0
votes

I'm bit new to Spark and trying to understand few term. (Couldn't understand using online resources)

Please validate me first with below terms:

Executor: Its container or JVM process which will be running on worker node or data node. We can have multiple Executors per node.

Core: Its a thread within a container or JVM process running on worker node or data node. We can have multiple cores or threads per executor.

Please correct me If am wrong in above two concepts.

Questions:

  1. When ever we submit spark job, What does it means ? Are we handing over our job to Yarn or resource manager which will assigning resources to my application or job in cluster and execute that ? Its it correct understanding .. ?
  2. In command used to submit job in spark cluster, there is an option to set number of executors.

    spark-submit --class <CLASS_NAME> --num-executors ? --executor-cores ? --executor-memory ? ....
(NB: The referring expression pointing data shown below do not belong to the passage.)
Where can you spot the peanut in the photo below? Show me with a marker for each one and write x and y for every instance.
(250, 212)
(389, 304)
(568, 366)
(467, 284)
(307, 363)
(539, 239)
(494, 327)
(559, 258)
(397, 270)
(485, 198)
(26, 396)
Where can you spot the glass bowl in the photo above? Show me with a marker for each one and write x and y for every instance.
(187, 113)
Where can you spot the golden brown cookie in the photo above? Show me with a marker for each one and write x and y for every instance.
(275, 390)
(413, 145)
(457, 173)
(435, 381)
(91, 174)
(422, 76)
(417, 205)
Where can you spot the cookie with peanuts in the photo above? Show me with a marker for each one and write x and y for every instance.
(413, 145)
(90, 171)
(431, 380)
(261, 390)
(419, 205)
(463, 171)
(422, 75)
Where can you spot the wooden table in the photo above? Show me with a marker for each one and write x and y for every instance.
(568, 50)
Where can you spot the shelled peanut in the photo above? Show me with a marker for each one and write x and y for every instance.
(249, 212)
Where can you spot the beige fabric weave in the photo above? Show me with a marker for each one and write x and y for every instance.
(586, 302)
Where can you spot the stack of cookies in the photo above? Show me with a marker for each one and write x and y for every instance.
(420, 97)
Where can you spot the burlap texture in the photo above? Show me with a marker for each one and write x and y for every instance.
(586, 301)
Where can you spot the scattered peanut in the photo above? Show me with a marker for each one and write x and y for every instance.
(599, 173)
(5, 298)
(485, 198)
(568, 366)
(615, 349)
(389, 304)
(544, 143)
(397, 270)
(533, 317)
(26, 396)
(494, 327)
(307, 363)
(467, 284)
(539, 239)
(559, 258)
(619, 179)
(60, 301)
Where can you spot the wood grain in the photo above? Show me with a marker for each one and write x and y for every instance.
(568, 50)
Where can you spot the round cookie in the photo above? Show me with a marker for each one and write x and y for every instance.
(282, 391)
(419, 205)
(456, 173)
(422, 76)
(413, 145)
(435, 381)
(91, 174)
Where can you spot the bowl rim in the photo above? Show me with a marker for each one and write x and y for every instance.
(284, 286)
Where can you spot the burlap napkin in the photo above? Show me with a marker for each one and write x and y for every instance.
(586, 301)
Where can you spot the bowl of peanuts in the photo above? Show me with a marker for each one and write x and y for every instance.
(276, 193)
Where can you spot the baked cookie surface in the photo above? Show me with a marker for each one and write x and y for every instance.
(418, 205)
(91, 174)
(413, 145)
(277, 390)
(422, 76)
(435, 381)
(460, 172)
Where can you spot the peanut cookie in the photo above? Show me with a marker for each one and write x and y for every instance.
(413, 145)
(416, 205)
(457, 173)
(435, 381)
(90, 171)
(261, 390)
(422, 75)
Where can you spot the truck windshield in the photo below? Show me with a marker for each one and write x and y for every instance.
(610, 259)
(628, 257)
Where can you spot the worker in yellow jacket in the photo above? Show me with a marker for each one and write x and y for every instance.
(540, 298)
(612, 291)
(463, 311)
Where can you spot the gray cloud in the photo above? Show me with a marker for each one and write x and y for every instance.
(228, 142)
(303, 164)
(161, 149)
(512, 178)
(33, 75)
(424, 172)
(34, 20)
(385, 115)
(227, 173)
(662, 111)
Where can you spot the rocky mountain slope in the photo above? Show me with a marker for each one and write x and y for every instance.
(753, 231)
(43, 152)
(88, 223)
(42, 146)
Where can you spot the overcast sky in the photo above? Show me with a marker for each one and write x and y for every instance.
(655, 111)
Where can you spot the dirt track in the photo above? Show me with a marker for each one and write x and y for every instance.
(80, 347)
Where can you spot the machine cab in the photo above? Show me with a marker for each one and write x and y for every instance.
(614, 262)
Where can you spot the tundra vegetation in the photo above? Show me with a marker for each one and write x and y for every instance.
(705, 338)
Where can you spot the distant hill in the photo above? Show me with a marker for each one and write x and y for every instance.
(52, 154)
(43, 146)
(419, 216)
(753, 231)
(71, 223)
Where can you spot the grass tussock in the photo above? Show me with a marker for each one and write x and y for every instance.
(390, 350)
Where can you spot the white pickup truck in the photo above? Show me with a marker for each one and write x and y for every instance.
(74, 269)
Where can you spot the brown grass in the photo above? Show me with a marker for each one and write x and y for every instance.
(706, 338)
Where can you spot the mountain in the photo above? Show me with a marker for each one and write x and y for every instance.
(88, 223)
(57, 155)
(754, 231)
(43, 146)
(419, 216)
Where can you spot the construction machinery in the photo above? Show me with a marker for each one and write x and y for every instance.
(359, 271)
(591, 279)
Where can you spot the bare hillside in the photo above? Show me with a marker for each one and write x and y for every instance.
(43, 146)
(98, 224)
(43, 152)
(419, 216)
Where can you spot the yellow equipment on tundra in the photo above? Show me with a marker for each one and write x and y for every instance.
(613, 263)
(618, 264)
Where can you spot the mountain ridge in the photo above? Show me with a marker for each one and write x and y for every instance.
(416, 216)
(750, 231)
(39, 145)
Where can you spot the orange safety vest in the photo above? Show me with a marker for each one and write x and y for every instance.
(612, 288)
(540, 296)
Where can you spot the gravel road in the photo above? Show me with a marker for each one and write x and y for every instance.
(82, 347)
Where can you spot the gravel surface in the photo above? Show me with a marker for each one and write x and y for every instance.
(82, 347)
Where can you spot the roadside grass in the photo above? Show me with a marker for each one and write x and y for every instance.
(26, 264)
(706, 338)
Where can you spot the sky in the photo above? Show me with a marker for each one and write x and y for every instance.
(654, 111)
So these number of executors + cores will be setting up per-node? If not then how can we set specific number of cores per node?

1

1 Answers

0
votes

All of your assumptions are correct. For in a detailed explanation regarding cluster architecture please go through this link. You'll get a clear picture. Regarding your second question, num-of-executors is for the entire cluster. It is calculated as below:

num-cores-per-node * total-nodes-in-cluster

For example, suppose that you have a 20-node cluster with 4-core machines, and you submit an application with -executor-memory 1G and --total-executor-cores 8. Then Spark will launch eight executors, each with 1 GB of RAM, on different machines. Spark does this by default to give applications a chance to achieve data locality for distributed filesystems running on the same machines (e.g., HDFS) because these systems typically have data spread out across all nodes.

I hope it helps!